Resources

People often ask me "How did you learn how to hack?" The answer: by reading. This page is a collection of the blog posts and other articles that I have accumulated over the years of my journey. Enjoy!

Domain Name System (DNS) is used for determining which domain name (https://google.com) matches which IP address. Who likes to type IP addresses straight into the browser? DNS makes it possible to use domains instead of IPs.

Quote from article "Still, the most common transport protocol for message exchange is UDP, which has the advantages of being fast, ubiquitous and requiring no setup. Because UDP is stateless, the pairing of a response to an outstanding query is based on two main factors: the source address and port pair, and information in the DNS message. "

The issue is that the sessions are unauthenticated. As long as an attacker knows the IP address & port of the connection, the domain name can be spoofed. However, back when DNS was made, this was thought of; each request has 2 bytes of entropy at the beginning of the message.

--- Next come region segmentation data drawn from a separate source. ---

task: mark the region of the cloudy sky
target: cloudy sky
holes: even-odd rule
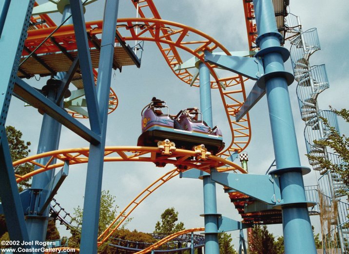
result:
[[[347,1],[290,1],[290,12],[300,17],[304,30],[318,28],[322,49],[312,56],[310,62],[312,65],[326,64],[330,87],[319,96],[319,108],[328,109],[330,105],[337,109],[348,108],[349,74],[344,51],[348,41],[349,21],[343,18],[349,13]],[[86,7],[87,21],[102,18],[104,6],[102,2],[97,1]],[[201,30],[231,51],[248,50],[242,1],[155,0],[154,2],[163,19]],[[120,0],[119,18],[135,17],[136,15],[131,1]],[[56,23],[59,23],[59,15],[52,17]],[[130,42],[130,44],[133,45],[133,42]],[[166,101],[173,114],[186,107],[199,106],[199,89],[190,87],[174,75],[154,43],[146,42],[144,48],[140,69],[125,67],[121,73],[116,72],[112,77],[112,87],[116,93],[119,104],[116,110],[109,115],[107,145],[136,145],[141,131],[140,111],[154,96]],[[290,60],[286,66],[291,71]],[[42,79],[39,82],[35,80],[29,82],[36,87],[40,88],[44,85],[45,80]],[[253,84],[247,84],[247,91],[251,90]],[[305,125],[300,118],[296,87],[295,83],[290,87],[290,96],[301,160],[303,165],[309,166],[304,155],[306,152],[303,134]],[[218,91],[213,90],[212,96],[213,124],[218,125],[222,129],[224,137],[229,139],[229,126]],[[249,172],[264,174],[274,159],[265,98],[251,110],[250,115],[252,139],[246,149],[249,155]],[[32,142],[33,154],[37,149],[41,120],[42,116],[37,110],[30,107],[24,108],[22,102],[13,98],[7,124],[20,129],[24,139]],[[88,120],[82,121],[88,124]],[[342,132],[348,134],[348,126],[343,121],[340,121],[340,125]],[[229,140],[225,141],[229,144]],[[59,148],[87,146],[86,142],[63,127]],[[86,164],[71,167],[69,177],[56,195],[56,199],[71,213],[73,207],[82,205],[86,167]],[[116,197],[117,204],[122,209],[145,187],[173,166],[157,168],[153,163],[109,163],[105,164],[104,168],[102,188],[109,190]],[[315,183],[318,178],[318,174],[312,172],[306,176],[305,183]],[[241,219],[221,186],[217,185],[217,191],[218,212],[226,217]],[[203,213],[203,200],[200,180],[173,179],[138,206],[132,214],[134,218],[127,227],[131,230],[153,232],[160,215],[172,206],[179,212],[179,220],[184,223],[186,228],[203,226],[203,218],[199,216]],[[318,225],[318,219],[312,218],[315,228]],[[282,234],[281,225],[270,228],[274,235]],[[68,234],[64,228],[61,229],[61,235]],[[237,236],[237,233],[233,233],[232,236]]]

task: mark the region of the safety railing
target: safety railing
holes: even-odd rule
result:
[[[303,121],[308,121],[316,113],[318,95],[329,87],[324,64],[312,67],[299,79],[296,93]]]
[[[309,57],[321,49],[316,28],[310,28],[290,41],[291,59],[293,69],[303,68],[309,64]]]
[[[321,118],[327,119],[329,127],[339,129],[337,116],[334,112],[331,110],[322,110],[307,123],[304,129],[304,137],[308,154],[325,158],[324,147],[314,143],[314,140],[323,140],[328,138],[330,134],[329,127],[324,124]]]

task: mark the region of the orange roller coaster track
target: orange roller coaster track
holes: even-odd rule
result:
[[[160,246],[162,245],[163,244],[165,244],[166,243],[171,241],[173,239],[179,236],[181,236],[182,235],[184,235],[185,234],[188,234],[192,232],[197,232],[198,231],[205,231],[205,228],[192,228],[190,229],[185,229],[184,230],[182,230],[181,231],[179,231],[178,232],[175,233],[173,234],[172,235],[170,235],[170,236],[166,236],[166,237],[163,238],[159,241],[155,242],[154,243],[153,245],[151,245],[148,248],[146,248],[144,249],[144,250],[142,250],[142,251],[139,251],[138,252],[136,252],[135,254],[144,254],[145,253],[147,253],[153,250],[155,250],[159,248]]]
[[[150,194],[155,191],[162,184],[171,180],[179,174],[179,170],[175,168],[168,172],[163,176],[158,178],[156,181],[144,189],[124,209],[120,212],[119,215],[112,222],[106,230],[98,237],[98,245],[105,242],[115,231],[123,223],[130,214],[133,212],[136,208]],[[113,226],[116,225],[113,227]]]
[[[116,154],[120,157],[112,156]],[[239,166],[230,161],[225,160],[216,156],[209,155],[207,159],[201,162],[194,160],[192,158],[197,157],[198,154],[193,151],[176,149],[173,151],[172,154],[163,155],[162,154],[162,150],[157,147],[106,147],[104,161],[143,161],[154,163],[165,162],[166,163],[172,163],[177,165],[180,163],[182,166],[186,166],[188,169],[194,167],[196,168],[204,170],[208,170],[210,167],[213,165],[215,166],[228,165],[229,170],[237,170],[242,173],[246,173]],[[19,165],[29,163],[36,165],[39,167],[40,168],[23,176],[16,175],[17,182],[19,182],[42,172],[62,166],[64,162],[69,162],[70,165],[86,163],[88,161],[88,154],[89,149],[87,148],[71,149],[48,152],[18,161],[13,163],[15,168]],[[46,157],[49,157],[49,159],[45,165],[35,162],[35,160],[39,159]],[[59,162],[53,163],[53,162],[55,160],[58,160]],[[226,171],[227,170],[227,168],[223,168],[223,169],[218,168],[218,170]],[[98,243],[98,245],[104,242],[112,236],[113,233],[125,221],[139,203],[162,184],[177,176],[180,170],[177,168],[169,171],[139,193],[120,213],[105,231],[98,236],[98,240],[99,241]],[[116,224],[116,226],[113,227],[115,224]]]
[[[101,20],[86,23],[86,32],[91,36],[100,34],[102,27]],[[136,27],[142,28],[141,31],[137,34],[135,31]],[[28,47],[35,47],[45,39],[55,28],[53,27],[28,31],[26,45],[28,45]],[[230,54],[228,50],[212,37],[199,30],[174,22],[154,18],[120,18],[118,19],[117,31],[122,35],[123,40],[154,41],[160,45],[168,45],[171,47],[188,52],[202,62],[204,61],[203,51],[205,50],[213,51],[218,49]],[[172,33],[166,36],[161,35],[160,31],[172,31]],[[194,35],[195,40],[191,40],[189,34]],[[58,41],[61,42],[61,45],[67,50],[76,49],[73,26],[62,26],[55,34],[55,38]],[[91,46],[93,47],[93,45]],[[171,47],[170,48],[172,48]],[[54,45],[48,43],[44,46],[41,46],[38,51],[42,53],[54,53],[59,50]],[[164,49],[163,50],[167,53],[170,52],[168,49]],[[167,53],[167,57],[172,59],[173,56]],[[198,80],[193,80],[194,74],[190,73],[188,69],[176,70],[176,66],[181,63],[172,60],[170,66],[181,80],[188,84],[198,86]],[[235,120],[236,112],[246,99],[244,80],[241,75],[219,78],[214,72],[215,66],[206,64],[215,80],[211,82],[212,87],[218,88],[219,90],[230,124],[232,142],[230,145],[221,153],[223,156],[228,157],[232,152],[242,151],[248,145],[251,140],[251,126],[248,114],[239,122]],[[226,90],[224,90],[223,88]]]
[[[62,167],[65,162],[69,165],[74,165],[88,162],[88,147],[67,149],[51,151],[29,156],[13,163],[15,168],[17,166],[29,163],[37,166],[39,168],[23,176],[16,175],[17,182],[32,177],[42,172]],[[106,146],[104,152],[104,162],[143,162],[159,163],[164,165],[173,164],[180,165],[182,167],[194,167],[203,171],[209,171],[210,167],[228,165],[230,170],[245,173],[240,166],[228,160],[213,155],[208,155],[205,159],[196,160],[198,154],[194,151],[177,149],[171,154],[163,154],[162,150],[158,147],[148,146]],[[44,165],[35,161],[43,158],[49,158],[47,163]],[[53,163],[56,160],[58,162]]]

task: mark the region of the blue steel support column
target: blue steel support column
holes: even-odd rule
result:
[[[97,96],[101,117],[101,140],[99,145],[91,145],[90,146],[80,244],[81,253],[97,253],[103,163],[118,5],[118,0],[106,0],[104,7],[97,80]]]
[[[277,174],[280,176],[285,253],[315,254],[289,94],[281,35],[271,0],[253,0]],[[275,171],[274,171],[275,172]]]
[[[64,12],[63,14],[62,20],[64,20],[67,17],[70,15],[70,5],[66,5],[64,7]],[[72,23],[72,19],[68,20],[67,24]],[[58,73],[55,77],[57,79],[62,79],[64,77],[65,73]],[[56,101],[57,89],[55,88],[49,88],[47,91],[47,97],[51,101]],[[62,106],[63,101],[60,102],[60,106]],[[60,131],[62,128],[62,125],[49,116],[46,114],[44,114],[41,124],[41,128],[39,138],[39,143],[38,147],[38,154],[54,151],[57,150],[59,145],[59,139],[60,137]],[[46,164],[49,158],[43,158],[39,160],[39,163],[43,165]],[[52,163],[55,163],[56,160]],[[36,166],[35,169],[39,167]],[[35,176],[33,178],[32,183],[32,189],[43,189],[46,185],[51,181],[55,176],[55,170],[49,170]],[[28,216],[26,220],[28,232],[29,235],[29,239],[31,240],[39,241],[43,242],[46,239],[46,235],[47,229],[47,223],[48,223],[49,213],[50,211],[49,206],[45,210],[42,215],[33,214],[33,217]],[[33,245],[33,247],[40,248],[39,245]]]
[[[212,127],[212,106],[210,70],[203,63],[199,64],[200,107],[202,118]],[[214,168],[211,170],[214,170]],[[215,182],[209,175],[202,178],[204,185],[204,216],[205,218],[205,253],[219,254],[218,217]]]

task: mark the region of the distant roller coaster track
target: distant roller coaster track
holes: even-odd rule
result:
[[[136,3],[134,1],[131,1],[135,5]],[[194,73],[190,72],[190,70],[188,69],[180,69],[178,68],[178,66],[183,63],[179,53],[177,51],[177,49],[180,49],[185,51],[189,52],[195,56],[198,60],[204,62],[203,52],[205,50],[212,52],[215,49],[218,49],[224,52],[227,54],[230,54],[228,51],[225,49],[223,45],[220,44],[213,38],[207,36],[204,33],[194,29],[194,28],[188,27],[184,25],[179,24],[176,22],[168,21],[161,20],[157,11],[155,8],[155,5],[152,0],[141,0],[139,1],[139,14],[142,18],[122,18],[118,19],[117,28],[118,32],[122,30],[123,34],[126,32],[129,34],[123,35],[122,39],[125,40],[137,40],[137,41],[154,41],[159,47],[161,54],[164,56],[166,62],[169,65],[170,68],[172,70],[174,73],[182,81],[186,83],[190,84],[195,87],[198,87],[199,80],[195,76]],[[245,7],[245,6],[244,6]],[[154,15],[154,17],[156,18],[146,18],[143,10],[145,8],[149,8],[152,13]],[[246,12],[246,10],[245,10]],[[246,13],[245,13],[246,14]],[[47,32],[50,29],[53,29],[55,27],[54,23],[49,18],[46,17],[47,15],[44,16],[42,15],[46,20],[48,20],[46,23],[48,23],[49,26],[51,27],[44,28],[41,27],[40,29],[28,31],[28,37],[26,40],[30,41],[29,40],[33,39],[33,36],[35,37],[35,40],[36,42],[39,41],[40,38],[45,37],[45,34],[41,33],[43,32]],[[157,19],[156,18],[158,18]],[[51,20],[51,21],[50,21]],[[52,21],[52,22],[51,22]],[[93,26],[95,27],[93,29],[89,29],[88,26]],[[98,34],[101,33],[101,27],[102,23],[101,21],[91,21],[91,22],[86,23],[87,32],[90,35]],[[96,28],[97,26],[97,28]],[[64,26],[62,27],[62,29],[66,29],[69,26]],[[74,29],[72,26],[70,26],[70,30],[72,30],[73,34],[69,36],[72,40],[73,40]],[[91,28],[91,26],[90,27]],[[141,29],[140,32],[136,34],[135,28],[138,27]],[[121,29],[124,28],[124,29]],[[45,31],[46,30],[46,31]],[[58,32],[60,31],[60,29]],[[71,32],[71,31],[70,31]],[[68,32],[66,30],[65,32]],[[64,32],[64,33],[65,33]],[[50,32],[48,32],[50,33]],[[147,35],[148,33],[148,35]],[[40,34],[38,36],[38,34]],[[161,35],[162,34],[162,35]],[[191,34],[194,34],[194,36],[199,37],[199,39],[196,40],[185,40],[189,37]],[[63,35],[63,36],[67,36],[67,34]],[[46,35],[47,36],[47,35]],[[58,35],[55,35],[55,38],[58,37]],[[249,38],[249,41],[251,40]],[[70,41],[70,42],[71,42]],[[33,42],[33,41],[32,41]],[[250,43],[251,44],[251,43]],[[162,45],[167,44],[169,45],[168,48],[163,48]],[[46,44],[47,45],[47,44]],[[70,45],[72,45],[70,43]],[[44,47],[43,48],[44,48]],[[47,48],[46,49],[47,49]],[[47,52],[47,51],[46,51]],[[236,76],[220,78],[215,72],[214,66],[211,66],[206,63],[209,67],[211,73],[213,77],[214,80],[211,81],[211,87],[213,89],[218,89],[219,91],[223,103],[223,106],[226,111],[226,113],[230,123],[230,127],[232,132],[232,142],[230,145],[227,146],[227,148],[220,153],[220,156],[223,158],[229,157],[232,152],[239,152],[244,150],[248,145],[251,140],[251,126],[250,123],[249,117],[248,114],[246,117],[240,120],[239,123],[235,121],[235,114],[238,111],[242,105],[244,101],[246,99],[246,93],[245,88],[244,87],[244,80],[240,75]],[[95,78],[97,77],[97,72],[95,74]],[[115,109],[117,105],[117,98],[114,91],[111,91],[111,96],[113,100],[111,104],[111,108],[110,109],[109,113],[111,113]],[[74,117],[81,117],[78,114],[74,114],[74,112],[70,112]],[[135,148],[135,150],[132,150]],[[215,156],[210,156],[208,157],[208,161],[198,162],[194,160],[190,160],[190,158],[193,156],[194,157],[194,152],[192,151],[182,150],[181,149],[177,149],[174,153],[172,156],[157,156],[156,154],[158,154],[159,150],[157,147],[106,147],[106,152],[105,153],[104,161],[105,162],[112,161],[139,161],[139,162],[159,162],[163,163],[170,163],[175,165],[180,164],[182,166],[185,166],[188,168],[195,167],[200,169],[205,170],[207,170],[210,166],[213,165],[214,166],[220,167],[224,165],[228,165],[224,167],[218,168],[219,170],[237,170],[241,173],[246,173],[241,167],[237,166],[231,162],[223,159],[223,158],[216,157]],[[112,154],[117,154],[119,156],[113,157],[111,155]],[[48,156],[51,156],[50,159],[48,163],[45,165],[41,165],[35,162],[35,160],[39,158],[43,158]],[[73,149],[67,149],[64,150],[54,151],[44,153],[40,155],[37,155],[33,156],[28,157],[25,159],[21,160],[14,163],[14,166],[16,166],[22,163],[31,163],[33,164],[37,165],[40,168],[31,172],[29,174],[24,176],[18,176],[17,177],[17,181],[19,182],[24,179],[29,178],[33,175],[39,174],[42,172],[53,169],[62,166],[64,164],[64,162],[68,161],[70,164],[74,164],[80,163],[85,163],[88,162],[88,148],[77,148]],[[174,159],[177,157],[176,159]],[[52,164],[51,163],[54,159],[57,159],[60,162]],[[176,164],[175,164],[176,163]],[[129,204],[129,205],[120,213],[120,215],[116,218],[112,225],[119,220],[120,218],[123,218],[123,220],[121,220],[121,222],[119,222],[115,227],[111,228],[112,225],[108,227],[106,231],[102,233],[98,237],[98,244],[101,244],[104,242],[108,237],[112,234],[115,230],[119,226],[121,223],[126,219],[127,216],[132,212],[133,210],[136,207],[138,204],[143,201],[149,195],[151,194],[153,191],[158,188],[161,185],[166,182],[167,181],[173,178],[174,177],[179,174],[179,170],[175,168],[174,169],[167,173],[164,176],[161,177],[156,181],[151,184],[147,188],[146,188],[142,192],[141,192],[134,200],[133,200]],[[151,188],[153,187],[153,190],[150,191],[149,190]],[[147,194],[144,196],[142,196],[144,193],[146,193]],[[137,199],[140,199],[140,201],[137,201]],[[131,210],[127,213],[127,216],[125,216],[124,213],[126,209],[130,207],[132,205],[136,205],[131,208]],[[198,229],[203,231],[203,228],[200,228]],[[193,230],[188,230],[188,232],[193,232]],[[190,230],[192,230],[191,231]],[[106,233],[109,232],[107,235]],[[187,233],[184,232],[184,233]],[[183,233],[182,234],[183,234]],[[174,236],[175,237],[177,235]],[[106,237],[103,237],[105,236]],[[103,238],[102,239],[102,238]],[[101,239],[101,240],[100,240]],[[172,238],[171,238],[172,239]],[[170,240],[171,239],[168,239],[167,241]],[[162,242],[163,240],[159,242]],[[161,244],[156,243],[155,246],[158,244],[165,243],[166,242],[162,242]],[[157,247],[156,247],[157,248]],[[155,247],[154,249],[156,248]],[[151,249],[152,250],[153,249]],[[140,252],[138,253],[143,253]]]
[[[230,54],[229,52],[223,45],[212,37],[204,33],[189,26],[178,23],[146,18],[125,18],[117,20],[117,31],[125,40],[143,40],[154,41],[157,44],[167,44],[170,47],[162,49],[163,55],[175,75],[182,81],[194,86],[199,86],[199,80],[193,80],[195,74],[190,72],[190,69],[181,69],[178,66],[182,63],[178,62],[174,55],[171,54],[172,47],[181,49],[197,58],[198,60],[204,61],[203,52],[205,50],[213,51],[218,49]],[[86,32],[90,36],[96,36],[102,32],[101,20],[87,22]],[[136,27],[142,28],[141,32],[136,35]],[[28,47],[39,45],[48,37],[55,29],[55,27],[29,31],[25,40]],[[172,31],[171,34],[161,36],[160,31]],[[127,34],[125,34],[127,33]],[[195,40],[191,40],[190,34],[194,35]],[[63,26],[57,30],[55,35],[55,39],[62,42],[61,46],[67,50],[76,49],[75,34],[72,25]],[[66,44],[66,45],[64,44]],[[93,45],[91,45],[93,47]],[[53,44],[47,42],[37,51],[38,54],[55,53],[60,50]],[[212,88],[218,88],[229,122],[232,133],[232,141],[230,145],[221,152],[221,154],[229,156],[232,152],[239,152],[248,145],[251,140],[251,126],[248,114],[238,123],[235,120],[235,115],[246,99],[244,86],[244,80],[241,75],[219,78],[214,72],[215,66],[206,63],[210,69],[214,81],[211,82]],[[176,70],[178,69],[179,70]],[[225,90],[224,90],[224,89]]]
[[[228,160],[213,155],[208,155],[202,160],[194,159],[198,156],[194,151],[177,149],[171,155],[163,155],[162,149],[158,147],[143,146],[107,146],[104,153],[105,162],[147,162],[160,163],[171,163],[181,166],[187,169],[195,168],[204,171],[212,166],[217,167],[218,171],[233,170],[242,173],[246,171],[240,166]],[[65,162],[69,165],[74,165],[88,162],[89,148],[81,148],[52,151],[37,154],[17,161],[13,163],[15,168],[19,165],[28,163],[36,165],[39,168],[23,176],[16,175],[17,182],[27,179],[43,172],[63,166]],[[116,156],[116,155],[118,155]],[[36,161],[43,158],[49,158],[45,164]],[[53,163],[55,160],[58,162]],[[98,244],[101,244],[113,233],[134,211],[136,206],[149,195],[169,180],[177,176],[180,170],[175,168],[161,176],[138,194],[123,210],[110,225],[98,237]],[[121,218],[121,219],[120,219]],[[114,227],[113,226],[116,224]]]

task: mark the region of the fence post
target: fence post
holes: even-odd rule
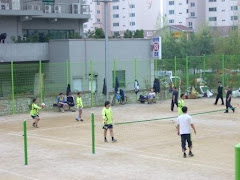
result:
[[[174,86],[177,86],[177,56],[175,56],[174,58],[174,76],[175,76],[175,80],[174,80]]]
[[[189,86],[189,69],[188,69],[188,56],[186,56],[186,90],[188,90]]]
[[[206,55],[203,55],[203,80],[206,79]]]
[[[27,121],[23,122],[23,140],[24,140],[24,164],[28,165],[28,150],[27,150]]]
[[[235,146],[235,180],[240,179],[240,144]]]
[[[93,107],[93,62],[90,60],[90,73],[91,73],[91,107]]]
[[[94,123],[94,114],[91,115],[92,119],[92,154],[95,154],[95,123]]]
[[[67,85],[69,84],[69,61],[68,59],[66,60],[66,82],[67,82]]]
[[[14,67],[13,61],[11,61],[11,89],[12,89],[12,114],[16,112],[16,102],[15,102],[15,89],[14,89]]]
[[[116,59],[113,60],[113,88],[116,85]]]
[[[39,61],[39,89],[40,89],[40,101],[43,102],[43,82],[42,82],[42,61]]]
[[[225,87],[225,55],[222,56],[222,85]]]
[[[137,58],[134,59],[134,77],[137,80]],[[135,96],[135,101],[137,102],[137,94]]]
[[[155,68],[154,68],[155,69],[155,71],[154,71],[155,72],[155,74],[154,74],[155,77],[154,78],[157,78],[157,69],[158,69],[158,67],[157,67],[158,66],[158,60],[157,59],[154,60],[154,66],[155,66]]]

The first attack is simple, yet works. "...whenever a recursive resolver queried the authoritative name server for a given domain, an attacker would flood the resolver with DNS responses for some or all of the 65 thousand or so possible message IDs". When the DNS server gets this result, this is the expected domain that will now be sent back to the user.

What was the fix to this first attack? Port Randomization! By randomizing the port of the request, an attacker did not know WHERE to send the IDs to. This takes the amount of IDs to brute force from 65 thousand to 1 billion (which is infeasible). The next few attacks discussed are about figuring WHICH port something is on to launch the OG attack.

The bypass to the port randomization was the fragmentation attack. UDP allows for packets to be broken into multiple fragments. So, an attacker could do the following:

1. Create a legitimate connection that is fragmented & send the first packet.
2. In the second packet, CHANGE the ID of the packet. Now, the previous attack works because we can NOW spoof the usage of the previous request. Although, this packet MUST arrive prior to the actual request packet.
3. Do this over & over again until the proper ID is guessed.

NOTE: This does not go around the port randomization itself but figures how to use an attackers OWN connection in order to spoof the the ID.

The solution to the previous problem (with Cloudflare) was to make a request from MULTIPLE DNS servers at once and check against each other. Although the 65 thousand (2 bytes) can be brute forced on ONE connection, 2 or more connections becomes nearly impossible.

I asked myself: "What if you did a port scan in order to know WHICH ports were in use for a query"? That is the idea behind this next attack, but it requires a little bit more intricacy than using nmap. This is done with ICMP error messages & rate limiting.

Some background information on ICMP rate limiting. First, if the port is open for ICMP (for a specific IP address) then the rate limit is NOT changed. If the port is NOT open (for the IP address), then the rate limit is increased. Recall, that if we spoof the IP address in the UDP request, we will NOT get the request back.

So, what is the problem? The rate limiting can be used as an Oracle to figure out WHICH ports are NOT open! If the rate limit HAS been met, then we know that the spoofed request went through. Otherwise, it did not. Using this, we can figure out which ports are open for the specific IP!

Once we know the port open for this IP, we can launch the original DNS spoofing attack again. Cloudflare mitigated this bug by switching a connection over to TCP if port enumeration attempt is done.

In this a good solution though? Considering these bypasses have come & gone, there has to be a better solution to this: authenticated DNS. In fact, there is such a thing: DNS over HTTPs (DoH) and DNS over TLS. There IS a solution to the original DNS problem but these other DNS solutions have not been widely adopted yet.